読者様には、脳裏に数枚の記憶がふと鮮明に描き出される瞬間というのはありますか?私は時々ぼんやりと正教会聖歌やジャズ、クラシック、90年代の日本のポップスを聴いている時にそういったことがあります。ほとんどジャンルは関係なさそうですね。
1枚目の記憶は、亡き親友のお屋敷の隣に住んでいたのを引き払った数日後、そのボロ屋に黙って入り込み、生まれてからその時までの時間を過ごしたその景色を眺めて帰った時の記憶です。確か、平日の午後でした。こたつ兼テーブルも新居に持って行ってしまい、そこは空間になっていて、しかしカーペットはそのまま。棚の中も空で、そして奥に入れば私が寝起きしていた部屋があり、不要になった家具はそのままでした。そちらの部屋は雨戸を閉めていましたが外からの光がもっと奥の部屋から照っていて、冷蔵庫の中もそのままだったのでジュースを飲み、まだ閉めていなかったらしい水道を開けてみたりして、自分の空間だった場所を観察してから親のいる店に戻ったのです。親はこのことを一切知りませんでした。いつも座っていた場所が自分のものでなくなってからそこに勝手に入るというのは、なかなかない経験です。

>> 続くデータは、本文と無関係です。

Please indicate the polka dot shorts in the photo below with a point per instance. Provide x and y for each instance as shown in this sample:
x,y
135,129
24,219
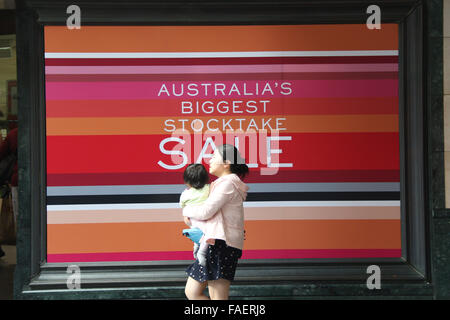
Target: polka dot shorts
x,y
221,263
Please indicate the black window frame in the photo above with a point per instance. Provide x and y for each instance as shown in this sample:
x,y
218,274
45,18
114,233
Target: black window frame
x,y
36,274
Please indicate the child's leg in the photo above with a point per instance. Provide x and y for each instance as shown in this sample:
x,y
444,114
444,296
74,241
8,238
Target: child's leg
x,y
201,254
196,247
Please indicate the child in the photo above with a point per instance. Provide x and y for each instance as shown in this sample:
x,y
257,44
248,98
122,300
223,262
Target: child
x,y
196,178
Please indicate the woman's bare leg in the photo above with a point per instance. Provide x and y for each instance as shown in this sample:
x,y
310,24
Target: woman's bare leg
x,y
194,289
219,289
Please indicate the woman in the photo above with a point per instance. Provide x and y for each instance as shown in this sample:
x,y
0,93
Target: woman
x,y
226,198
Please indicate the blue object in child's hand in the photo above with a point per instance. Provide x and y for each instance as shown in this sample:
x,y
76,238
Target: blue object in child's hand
x,y
195,234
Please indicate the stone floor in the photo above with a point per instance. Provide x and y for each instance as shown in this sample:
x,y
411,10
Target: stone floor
x,y
7,266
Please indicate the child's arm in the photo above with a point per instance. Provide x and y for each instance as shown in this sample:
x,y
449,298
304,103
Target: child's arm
x,y
221,194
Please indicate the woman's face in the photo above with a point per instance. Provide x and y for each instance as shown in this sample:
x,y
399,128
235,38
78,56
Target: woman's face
x,y
216,165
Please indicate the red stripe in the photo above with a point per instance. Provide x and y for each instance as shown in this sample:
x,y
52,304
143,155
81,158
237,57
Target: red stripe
x,y
141,153
216,61
146,178
221,76
247,254
172,107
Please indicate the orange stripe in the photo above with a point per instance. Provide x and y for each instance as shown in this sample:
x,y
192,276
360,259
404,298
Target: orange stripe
x,y
157,125
220,38
260,235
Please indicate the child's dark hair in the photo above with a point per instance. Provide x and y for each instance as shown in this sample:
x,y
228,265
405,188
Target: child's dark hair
x,y
196,176
237,163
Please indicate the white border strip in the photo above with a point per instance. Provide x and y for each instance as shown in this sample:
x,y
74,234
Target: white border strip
x,y
250,204
243,54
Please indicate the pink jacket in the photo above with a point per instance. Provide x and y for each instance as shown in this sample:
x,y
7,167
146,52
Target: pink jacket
x,y
226,197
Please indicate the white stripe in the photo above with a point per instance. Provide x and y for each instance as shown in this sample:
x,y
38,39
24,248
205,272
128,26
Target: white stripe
x,y
251,204
131,55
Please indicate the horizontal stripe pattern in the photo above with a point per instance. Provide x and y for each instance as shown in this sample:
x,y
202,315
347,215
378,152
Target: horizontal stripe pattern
x,y
165,55
334,189
144,178
219,61
171,107
156,125
199,39
263,211
254,187
323,151
266,68
166,236
247,254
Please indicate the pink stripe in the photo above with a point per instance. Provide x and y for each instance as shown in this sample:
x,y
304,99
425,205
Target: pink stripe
x,y
150,90
264,68
247,254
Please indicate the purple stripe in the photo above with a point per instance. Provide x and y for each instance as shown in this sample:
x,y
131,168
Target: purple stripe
x,y
150,90
247,254
221,61
220,77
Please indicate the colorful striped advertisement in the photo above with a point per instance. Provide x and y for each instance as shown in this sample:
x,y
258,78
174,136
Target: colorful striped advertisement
x,y
313,109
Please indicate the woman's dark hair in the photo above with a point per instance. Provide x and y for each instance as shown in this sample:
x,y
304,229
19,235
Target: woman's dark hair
x,y
237,163
196,175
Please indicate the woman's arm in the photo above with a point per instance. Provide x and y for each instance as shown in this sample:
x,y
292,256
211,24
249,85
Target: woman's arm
x,y
221,194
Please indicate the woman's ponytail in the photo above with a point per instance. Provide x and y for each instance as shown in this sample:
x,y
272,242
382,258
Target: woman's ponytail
x,y
237,163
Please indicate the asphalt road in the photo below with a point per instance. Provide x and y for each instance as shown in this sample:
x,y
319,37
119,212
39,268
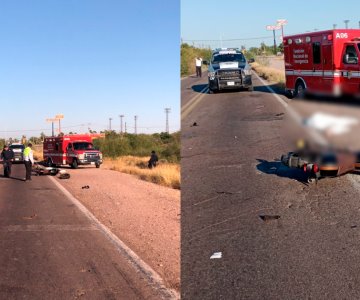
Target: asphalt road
x,y
49,249
280,238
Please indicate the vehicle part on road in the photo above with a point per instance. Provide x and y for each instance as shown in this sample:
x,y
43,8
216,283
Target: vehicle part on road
x,y
74,164
266,218
228,69
216,255
64,175
40,169
322,163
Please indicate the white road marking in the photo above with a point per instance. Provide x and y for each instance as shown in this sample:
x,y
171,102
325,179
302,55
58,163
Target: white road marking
x,y
153,279
216,255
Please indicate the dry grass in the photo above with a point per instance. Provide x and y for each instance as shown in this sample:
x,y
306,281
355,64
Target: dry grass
x,y
268,73
165,174
38,152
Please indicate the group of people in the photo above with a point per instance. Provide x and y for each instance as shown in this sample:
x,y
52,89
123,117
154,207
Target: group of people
x,y
7,156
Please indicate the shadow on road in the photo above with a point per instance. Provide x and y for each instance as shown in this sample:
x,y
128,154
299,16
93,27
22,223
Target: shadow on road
x,y
199,88
278,169
13,178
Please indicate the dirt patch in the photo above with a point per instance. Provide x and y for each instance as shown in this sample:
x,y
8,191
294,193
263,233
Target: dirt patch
x,y
145,216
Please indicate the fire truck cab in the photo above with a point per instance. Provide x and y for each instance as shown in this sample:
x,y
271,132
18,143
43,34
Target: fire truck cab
x,y
73,150
323,62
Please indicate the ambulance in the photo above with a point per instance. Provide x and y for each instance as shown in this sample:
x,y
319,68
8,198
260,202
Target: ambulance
x,y
73,150
323,62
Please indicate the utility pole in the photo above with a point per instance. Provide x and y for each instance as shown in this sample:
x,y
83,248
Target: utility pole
x,y
167,111
135,118
121,122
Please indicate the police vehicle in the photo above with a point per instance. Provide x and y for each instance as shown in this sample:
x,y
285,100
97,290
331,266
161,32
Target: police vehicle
x,y
228,69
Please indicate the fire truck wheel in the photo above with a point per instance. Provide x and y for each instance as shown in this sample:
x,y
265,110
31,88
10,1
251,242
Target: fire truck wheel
x,y
74,164
299,90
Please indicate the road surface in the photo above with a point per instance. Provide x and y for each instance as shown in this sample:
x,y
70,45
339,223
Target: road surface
x,y
279,237
50,249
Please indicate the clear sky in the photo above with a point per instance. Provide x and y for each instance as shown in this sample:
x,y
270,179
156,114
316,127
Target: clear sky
x,y
205,20
89,60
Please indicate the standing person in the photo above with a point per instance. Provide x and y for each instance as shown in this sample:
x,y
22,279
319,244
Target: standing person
x,y
28,160
153,160
7,156
198,63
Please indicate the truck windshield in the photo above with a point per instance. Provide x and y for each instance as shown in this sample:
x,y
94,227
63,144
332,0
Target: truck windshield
x,y
83,146
17,147
218,58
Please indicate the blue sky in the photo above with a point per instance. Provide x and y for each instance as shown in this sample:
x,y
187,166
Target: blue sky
x,y
89,60
246,20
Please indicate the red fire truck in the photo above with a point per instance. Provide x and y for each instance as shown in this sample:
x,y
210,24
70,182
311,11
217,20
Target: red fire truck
x,y
323,62
73,150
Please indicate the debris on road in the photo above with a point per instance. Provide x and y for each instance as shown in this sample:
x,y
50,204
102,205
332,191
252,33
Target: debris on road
x,y
64,174
42,170
30,217
266,218
216,255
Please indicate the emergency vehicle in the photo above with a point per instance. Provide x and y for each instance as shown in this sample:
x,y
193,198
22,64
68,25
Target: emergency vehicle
x,y
228,69
323,62
73,150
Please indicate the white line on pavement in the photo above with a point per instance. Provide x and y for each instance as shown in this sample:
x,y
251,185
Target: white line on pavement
x,y
153,279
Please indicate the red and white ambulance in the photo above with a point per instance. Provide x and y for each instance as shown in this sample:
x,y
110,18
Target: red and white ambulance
x,y
323,62
73,150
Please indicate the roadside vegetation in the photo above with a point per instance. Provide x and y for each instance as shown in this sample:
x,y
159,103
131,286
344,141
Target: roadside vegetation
x,y
130,153
165,174
261,65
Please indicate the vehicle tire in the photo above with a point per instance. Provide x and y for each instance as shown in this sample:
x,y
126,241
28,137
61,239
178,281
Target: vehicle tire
x,y
49,162
74,164
299,90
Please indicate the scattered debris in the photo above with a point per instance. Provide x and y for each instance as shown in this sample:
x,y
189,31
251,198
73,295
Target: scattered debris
x,y
266,218
42,170
216,255
64,175
30,217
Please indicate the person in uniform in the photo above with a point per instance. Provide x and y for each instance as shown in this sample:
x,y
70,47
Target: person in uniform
x,y
28,161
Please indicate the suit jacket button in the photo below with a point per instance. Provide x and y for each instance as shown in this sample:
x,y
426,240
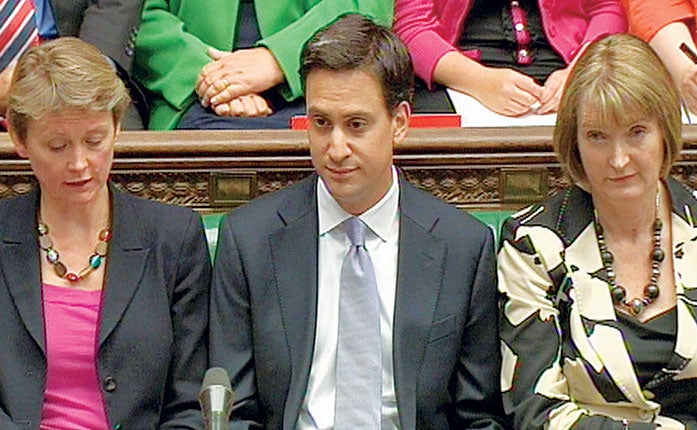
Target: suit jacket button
x,y
109,384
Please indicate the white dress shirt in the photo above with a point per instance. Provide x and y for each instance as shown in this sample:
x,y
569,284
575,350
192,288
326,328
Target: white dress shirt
x,y
382,243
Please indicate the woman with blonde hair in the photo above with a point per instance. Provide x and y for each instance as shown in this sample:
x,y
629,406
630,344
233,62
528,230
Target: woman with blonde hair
x,y
599,283
103,296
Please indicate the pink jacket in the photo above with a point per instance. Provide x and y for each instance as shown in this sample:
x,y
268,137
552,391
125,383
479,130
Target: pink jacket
x,y
431,28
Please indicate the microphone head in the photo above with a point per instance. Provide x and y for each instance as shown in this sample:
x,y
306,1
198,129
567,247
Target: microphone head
x,y
216,396
216,376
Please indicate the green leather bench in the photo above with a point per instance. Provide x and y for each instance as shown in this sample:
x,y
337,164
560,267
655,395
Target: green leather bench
x,y
211,222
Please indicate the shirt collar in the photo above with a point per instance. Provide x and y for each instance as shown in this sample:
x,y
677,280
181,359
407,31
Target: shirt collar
x,y
378,218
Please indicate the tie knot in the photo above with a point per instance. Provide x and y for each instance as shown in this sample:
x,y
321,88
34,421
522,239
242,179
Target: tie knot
x,y
356,230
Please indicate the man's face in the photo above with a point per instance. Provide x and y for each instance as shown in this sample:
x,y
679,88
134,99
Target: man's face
x,y
352,133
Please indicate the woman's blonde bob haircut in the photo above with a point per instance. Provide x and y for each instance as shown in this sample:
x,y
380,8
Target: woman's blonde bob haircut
x,y
64,73
617,76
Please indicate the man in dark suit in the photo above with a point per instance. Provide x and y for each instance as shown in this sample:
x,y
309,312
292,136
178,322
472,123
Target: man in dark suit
x,y
278,290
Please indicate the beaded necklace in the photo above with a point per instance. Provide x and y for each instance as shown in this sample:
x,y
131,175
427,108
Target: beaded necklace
x,y
53,257
651,292
519,19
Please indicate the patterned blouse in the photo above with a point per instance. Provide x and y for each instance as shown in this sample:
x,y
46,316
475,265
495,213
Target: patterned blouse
x,y
566,363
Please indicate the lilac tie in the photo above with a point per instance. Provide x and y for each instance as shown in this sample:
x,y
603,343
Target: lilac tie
x,y
359,352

その数ヶ月後、その家は取り壊され、新しい家が建って他の人が住んでいました。私の作った空白は、すぐに他の人が埋めていくのです。よいことですが、親友とその祖父母にとっては空白はそのままだったのを覚えています。彼女たちは、引っ込み思案だったというか、まさに内弁慶だったのです。おばあさまは泣いていました。
2枚目の記憶は、それよりもずっと前です。1枚目の記憶より前、私の家ではうさぎを飼っていました。小さな私がこたつで横になると、そのからだの横にできた隙間に頭から入って、くるっと回って頭を外に出して一緒に横になるのです。もちろんそこにいたのは1匹ではなく3匹ほどでしたから、彼らは交代で私のそばにいました。白と、茶と、黒と、寿命が短いのであっというまにいなくなっていました。
3枚目の記憶は、中学生の時の記憶です。通学路の途中に風変わりな建物があり、それは2階部分の壁に扉があるというものでした。一体あれにはどういう意図があったのでしょう。幼い私たちは、きっと中から開けると昼間でも夜が見えるのではないか、どこかに繋がっているのではないかと期待してお喋りをしていました。あの不思議な建物はもうありません。夢か何かだったのかもしれません。
小中学生の時の友人たちは散り散りになり、ある人とは連絡が一切取れません。かといって、大人になってからの友人たちとは連絡が取れていますが会うことが叶いません。連絡が途切れてしまったあの子たちは、私の幻想か何かだったように感じます。